Opened 13 years ago
Closed 13 years ago
#3997 closed Feature Requests (invalid)
Can't use iterator_range as template argument in tokenizer
Reported by: | Owned by: | Neil Groves | |
---|---|---|---|
Milestone: | Boost 1.43.0 | Component: | range |
Version: | Boost 1.39.0 | Severity: | Problem |
Keywords: | tokenizer iterator_range | Cc: | roman300178@… |
Description
I tried to use boost tokenizer directly with char* (instead of std::string) In order to do so, I needed convert the char* to iterator_range. I managed to do so by calling "as_literal" method. Afterwards I used iterator range as tokenizer argument and took tokenizer's iterator for token parsing. However I got compiler error that "assign" method on iterator_range object isn't defined.
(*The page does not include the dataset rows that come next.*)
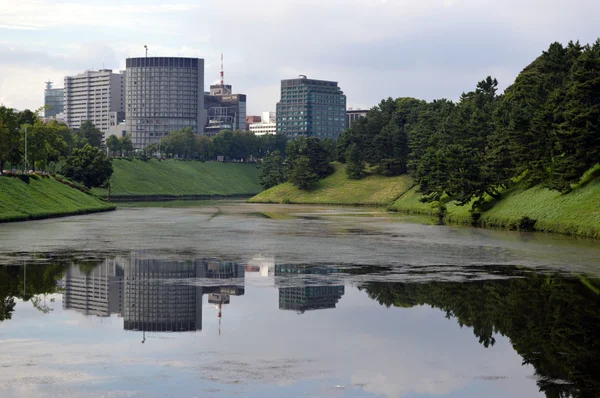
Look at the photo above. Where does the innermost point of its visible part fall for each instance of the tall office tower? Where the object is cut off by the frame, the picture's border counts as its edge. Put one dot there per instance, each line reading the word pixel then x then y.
pixel 311 107
pixel 303 295
pixel 98 292
pixel 163 94
pixel 96 96
pixel 54 102
pixel 224 110
pixel 153 304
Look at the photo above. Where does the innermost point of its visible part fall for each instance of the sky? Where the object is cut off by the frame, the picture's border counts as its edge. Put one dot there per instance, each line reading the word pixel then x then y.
pixel 375 49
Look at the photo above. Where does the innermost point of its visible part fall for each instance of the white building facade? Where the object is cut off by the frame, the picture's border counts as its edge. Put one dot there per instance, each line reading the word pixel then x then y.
pixel 97 96
pixel 267 125
pixel 163 94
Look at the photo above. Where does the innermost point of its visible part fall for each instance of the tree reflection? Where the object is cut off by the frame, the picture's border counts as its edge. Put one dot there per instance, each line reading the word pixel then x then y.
pixel 553 322
pixel 28 283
I think this compilation problem could easily fixed by adding to iterator_range new "assign" method:
iterator_range& assign(IteratorT beg, IteratorT end)
{
m_Begin = beg; m_End = end; #ifndef NDEBUG singular = false; #endif return *this;
}
thanks, Roman
Change History (6)
comment:1 by , 13 years ago
comment:2 by , 13 years ago
Steven, could you please elaborate on this? semantics of assign for example for string container does have such signature and since I want to use iterator_range as a container for boost::tokenizer I am forced (by tokenizer implementation) to have such assign method thanks, Roman
comment:3 by , 13 years ago
Assign for containers makes a copy of all the elements. Clearly, iterator_range is not going to do this. I think it's a bad idea for iterator_range to try to mimic the mutable interface of containers, when the actual behavior is not consistent. While I appreciate that you want to use iterator_range with tokenizer, I think adding assign to iterator_range is probably the wrong solution. I think it would be better if tokenizer could be changed so that it doesn't rely on assign.
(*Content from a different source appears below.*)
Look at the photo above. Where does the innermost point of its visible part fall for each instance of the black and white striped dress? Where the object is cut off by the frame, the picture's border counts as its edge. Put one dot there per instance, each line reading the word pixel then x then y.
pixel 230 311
comment:4 by , 13 years ago
I see,and of course my assign method suggestion above doesn't make copy of elements, but rather "repoints" to new location by given iterators. However, I understand your point, that notion of assign for containers is different from iterator_range concept. Solution I think lies somewhere in the middle, since tokenizer takes as template argument Container and iterator_range isn't truly a container, thus there must be some way to interact between. So change to the tokenizer could be: it would take iterator_range as it's template argument as well?
comment:5 by , 13 years ago
Owner: | changed from | to
---|
Reassigned since this is I am maintaining Boost.Range
comment:6 by , 13 years ago
Resolution: | → invalid |
---|---|
Status: | new → closed |
The documented requirements for the Tokenizer argument are greater than those provided by the Range Concept. In particular the Tokenizer algorithm needs to be able to utilize container functions to resize / allocate etc. This is far outside of the scope of the Range Concept by design.
Since using a container appears an easy and optimal solution I am closing this issue.
This would probably be a bad idea, since the semantics of assign for containers are significantly different from what they would be for iterator_range.